Moreover, since the damping function utilizes the viscous shear resistance of the high viscosity liquid 11, there is no particular directionality, and it works equally in all 360° directions, so it is effective against earthquake input whose directionality is unpredictable. It works perfectly and has high reliability. Furthermore, since the damping capacity can be adjusted by adjusting the size of the gap d between the movable element 12 and the bottom surface of the damper main body 10, excellent seismic isolation performance can be expected as a comprehensive effect of the above.
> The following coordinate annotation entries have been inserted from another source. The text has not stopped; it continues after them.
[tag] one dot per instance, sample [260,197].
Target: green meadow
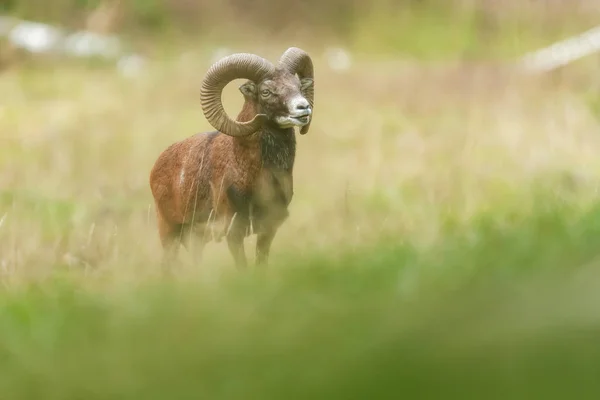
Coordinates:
[443,238]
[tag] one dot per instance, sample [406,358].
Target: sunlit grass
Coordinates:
[417,183]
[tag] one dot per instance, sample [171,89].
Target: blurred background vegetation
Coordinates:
[424,28]
[444,235]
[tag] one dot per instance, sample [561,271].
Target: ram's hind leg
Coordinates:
[235,240]
[267,229]
[263,245]
[170,240]
[195,239]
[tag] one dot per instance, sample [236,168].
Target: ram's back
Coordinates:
[180,178]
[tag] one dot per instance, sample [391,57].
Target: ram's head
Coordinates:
[284,94]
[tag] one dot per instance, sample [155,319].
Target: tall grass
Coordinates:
[442,240]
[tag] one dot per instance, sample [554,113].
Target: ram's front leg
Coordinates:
[235,240]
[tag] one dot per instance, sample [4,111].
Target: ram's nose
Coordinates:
[301,106]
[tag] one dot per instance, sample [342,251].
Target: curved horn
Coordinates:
[235,66]
[297,61]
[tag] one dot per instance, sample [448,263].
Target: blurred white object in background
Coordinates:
[338,59]
[220,53]
[35,37]
[563,52]
[89,44]
[131,65]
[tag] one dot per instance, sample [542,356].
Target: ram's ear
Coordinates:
[248,89]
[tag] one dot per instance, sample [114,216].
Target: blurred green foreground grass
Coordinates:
[443,239]
[506,313]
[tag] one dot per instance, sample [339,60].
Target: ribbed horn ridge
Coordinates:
[297,61]
[235,66]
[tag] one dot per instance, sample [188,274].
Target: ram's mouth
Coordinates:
[303,119]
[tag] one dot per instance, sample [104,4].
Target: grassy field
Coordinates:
[443,239]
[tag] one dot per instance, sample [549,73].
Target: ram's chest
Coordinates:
[265,182]
[278,150]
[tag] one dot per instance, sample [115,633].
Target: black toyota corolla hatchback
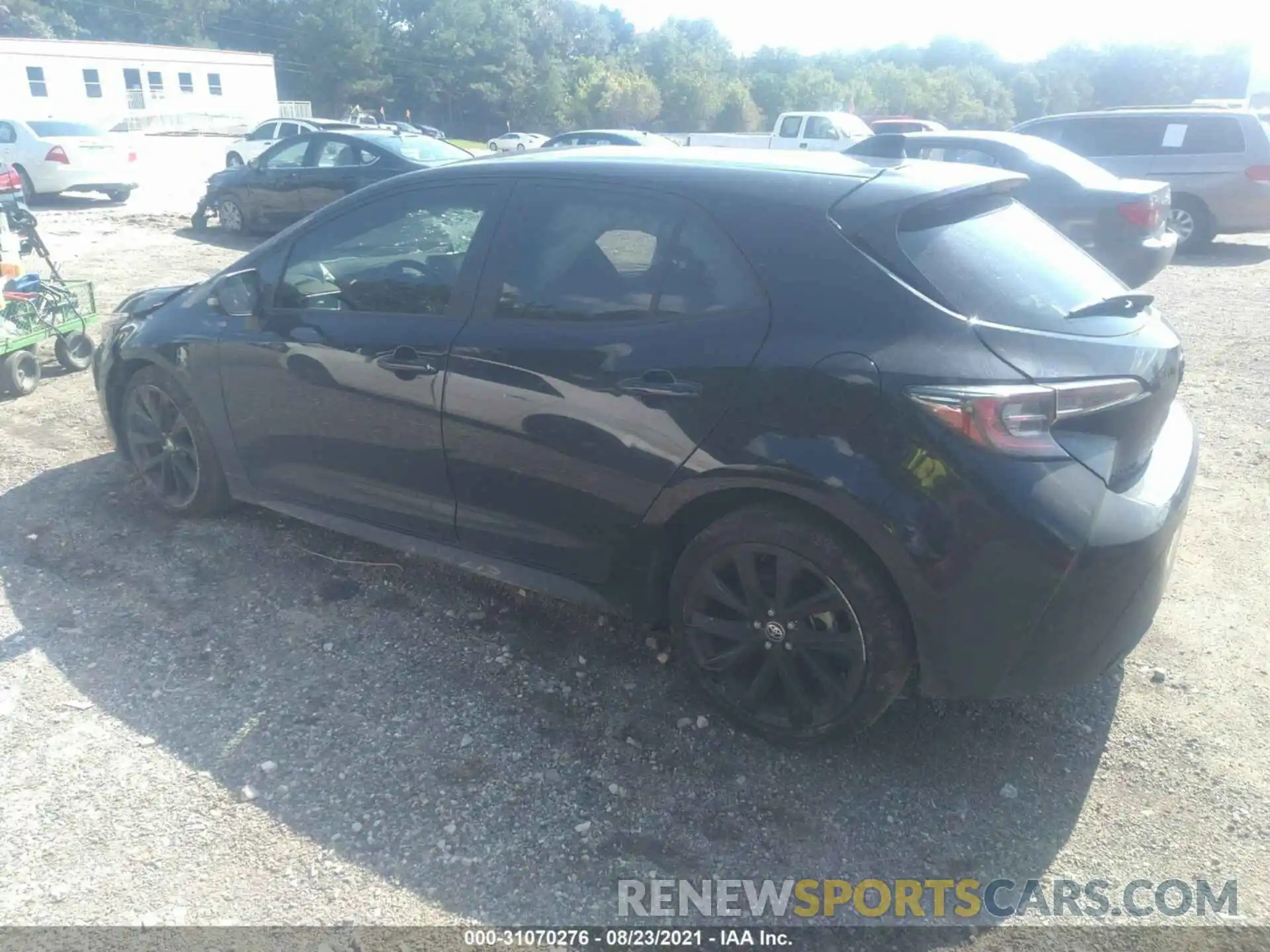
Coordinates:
[840,427]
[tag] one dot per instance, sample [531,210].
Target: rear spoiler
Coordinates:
[870,216]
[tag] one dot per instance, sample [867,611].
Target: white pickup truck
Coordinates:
[807,130]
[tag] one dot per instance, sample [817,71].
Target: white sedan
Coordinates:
[52,157]
[516,143]
[258,140]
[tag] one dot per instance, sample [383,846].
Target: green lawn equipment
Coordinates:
[37,310]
[Brief explanation of drawings]

Fig. 1 is a partially cutaway perspective view showing the implementation state of the floor seismic isolation device of the present invention, Fig. 2 is a plan view of the main structure of the seismic isolation floor, and Fig. 3 is viewed from the − arrow in Fig. 2. figure,
Figures 4A and B are vertical and horizontal cross-sectional views of the movable support, Figures 5A and B are illustrations of the principle of operation of the movable support, Figure 6 is a view taken in the - arrow direction of Figure 2, and Figure 7 is A plan view of the spring damper part, Figures 8A and B are vertical sectional views of the entire spring damper part and main parts, Figure 9
Figures A, B, and C are diagrams of the principle of operation of the spring damper section, Figure 10 is a plan layout of the seismic isolation floor, and Figure 11 is a plan view of different structural examples of the spring damper section.

Claims (1)

[Claims] 1. Movable support portion B that supports each fulcrum portion of the floor structure F.
and a spring damper part A that is separate and independent from the movable support part B and is installed between the floor structure F and the fixed system C so as to connect them, (a) a movable support part; B includes a flat lower ball receiving steel plate 1 installed on the floor support part C, and a bearing ball 3 placed on the ball receiving steel plate 1;
and an upper ball receiving steel plate 4 attached to the side of the floor structure F and placed on the bearing balls 3; (b) The spring damper part A is a damper in the shape of a shallow flat container. A main body 10 is attached and fixed to a fixed system C, and a certain amount of viscous liquid 11 is accommodated in the damper main body 10, and a movable element 12 with a flat lower surface attached to the side of the floor structure F is immersed in the viscous liquid 11. A rope-like member 14 that does not transmit compressive force is connected to the other end of the coil spring 13, which is immersed to ensure a certain gap d between it and the bottom surface of the damper main body 10, and whose one end is fixed to the fixing system C. The other end of the rope-like member 14 is connected to the movable element 12, and the reaction force receiving roller 31 attached to the rope-like member 14 is connected to the damper main body 1.
1. A floor seismic isolation device characterized by: being in contact with an inner surface of a side wall 10a of a base plate. 2. The coil spring 13 described in claim 1 is a tension or compression spring, and a pre-pulling tension or pre-compression force corresponding to the trigger external force value is applied to the coil spring 13. A floor seismic isolation device characterized by: 3. A floor characterized in that the coil spring 13 and the rope-like member 14 described in claim 1 or 2 are installed in four orthogonal directions on a horizontal plane centered on the movable element 12. Seismic isolation device. 4 The coil spring 13 and the rope-like member 14 described in claim 1 or 2 are connected with a rigid connecting rod 29 interposed therebetween, and the connecting rod 29 has a reaction force receiving member. A floor seismic isolation device characterized in that a roller 31 is attached.